Calathea Vittata pests

If the content is not correct, scabies settles on the Calathea Vittata. They can be seen on the underside of the leaves, where they sit motionlessly and suck the sap from the leaves.

The leaves begin to turn yellow and fall off, the shoots die off. If you do not start pest control in time, you can lose the plant. Sticky plaque on the leaves will help to recognize the scabbard in time. On this sticky plaque, a soot fungus settles. It is unlikely that it will be possible to assemble the shields manually. If there are a lot of them, then you can not do without four-fold treatment with carbofos or aktellik.

Spider mites also live on the underside of leaves. Their presence can be guessed by the thin cobwebs. They also feed on the sap of the leaves. The leaves damaged by the spider mite turn yellow and fall off. The defeat of Calathea Vittata by a spider mite indicates insufficient humidity in the room. Constantly spray the Calathea Vittata leaves on both sides.

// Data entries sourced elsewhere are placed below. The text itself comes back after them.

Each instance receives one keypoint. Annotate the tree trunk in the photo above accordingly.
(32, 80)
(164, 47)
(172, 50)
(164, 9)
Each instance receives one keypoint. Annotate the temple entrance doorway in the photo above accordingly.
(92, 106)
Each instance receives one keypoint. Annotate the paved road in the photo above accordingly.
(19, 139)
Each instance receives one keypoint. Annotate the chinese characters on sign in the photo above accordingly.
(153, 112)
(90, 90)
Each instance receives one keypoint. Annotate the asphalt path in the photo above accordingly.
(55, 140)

Once every two or three days, arrange a warm shower for the plant.

Toxicity

Great news for owners who have pets and children in the house, these plants are not toxic. Hence, they are safe to be kept around children and animals.

However, plants tend to have all kinds of harmful substances on their surfaces, such as fertilizers, pesticides, and bugs.

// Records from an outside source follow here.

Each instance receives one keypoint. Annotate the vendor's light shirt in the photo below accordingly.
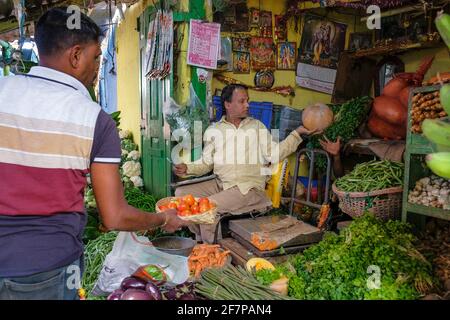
(240, 156)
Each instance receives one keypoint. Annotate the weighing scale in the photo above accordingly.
(272, 236)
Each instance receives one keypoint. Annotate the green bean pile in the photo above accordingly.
(140, 199)
(95, 253)
(372, 175)
(231, 283)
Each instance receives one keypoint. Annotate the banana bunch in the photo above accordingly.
(443, 25)
(438, 130)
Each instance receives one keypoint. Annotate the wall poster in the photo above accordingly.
(320, 46)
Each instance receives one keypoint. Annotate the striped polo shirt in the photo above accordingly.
(50, 133)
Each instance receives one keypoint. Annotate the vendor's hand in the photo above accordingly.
(333, 148)
(303, 131)
(174, 223)
(180, 169)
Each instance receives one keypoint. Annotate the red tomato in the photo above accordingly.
(189, 199)
(195, 209)
(172, 205)
(183, 206)
(185, 213)
(204, 207)
(203, 200)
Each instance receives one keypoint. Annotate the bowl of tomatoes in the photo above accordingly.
(197, 210)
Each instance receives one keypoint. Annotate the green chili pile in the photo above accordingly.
(95, 253)
(372, 175)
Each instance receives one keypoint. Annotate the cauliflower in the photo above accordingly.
(134, 155)
(137, 181)
(124, 134)
(131, 168)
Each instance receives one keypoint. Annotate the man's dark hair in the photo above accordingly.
(227, 93)
(53, 35)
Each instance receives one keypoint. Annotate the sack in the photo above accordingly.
(128, 254)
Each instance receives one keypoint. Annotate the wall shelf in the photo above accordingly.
(394, 48)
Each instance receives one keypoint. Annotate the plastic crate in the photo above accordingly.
(276, 116)
(218, 107)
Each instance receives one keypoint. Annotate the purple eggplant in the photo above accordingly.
(115, 295)
(153, 290)
(132, 283)
(135, 294)
(171, 294)
(187, 296)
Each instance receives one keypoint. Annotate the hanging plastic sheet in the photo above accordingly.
(159, 50)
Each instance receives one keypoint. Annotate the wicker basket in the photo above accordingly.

So, it would still be best if you kept them away from children’s reach and prevented them from being ingested.

Summary plant care

Classy and classic like a tailored shirt, the Calathea vittata’s foliage has clean bright green and white herringbone stripes and delicate, pointy tips. This is a houseplant that makes a quiet and sophisticated statement.

This houseplant prefers medium to bright indirect light, and as with most Prayer Plants, its leaves may open and close over the course of the day. It will thrive in high humidity with soil that is kept moist.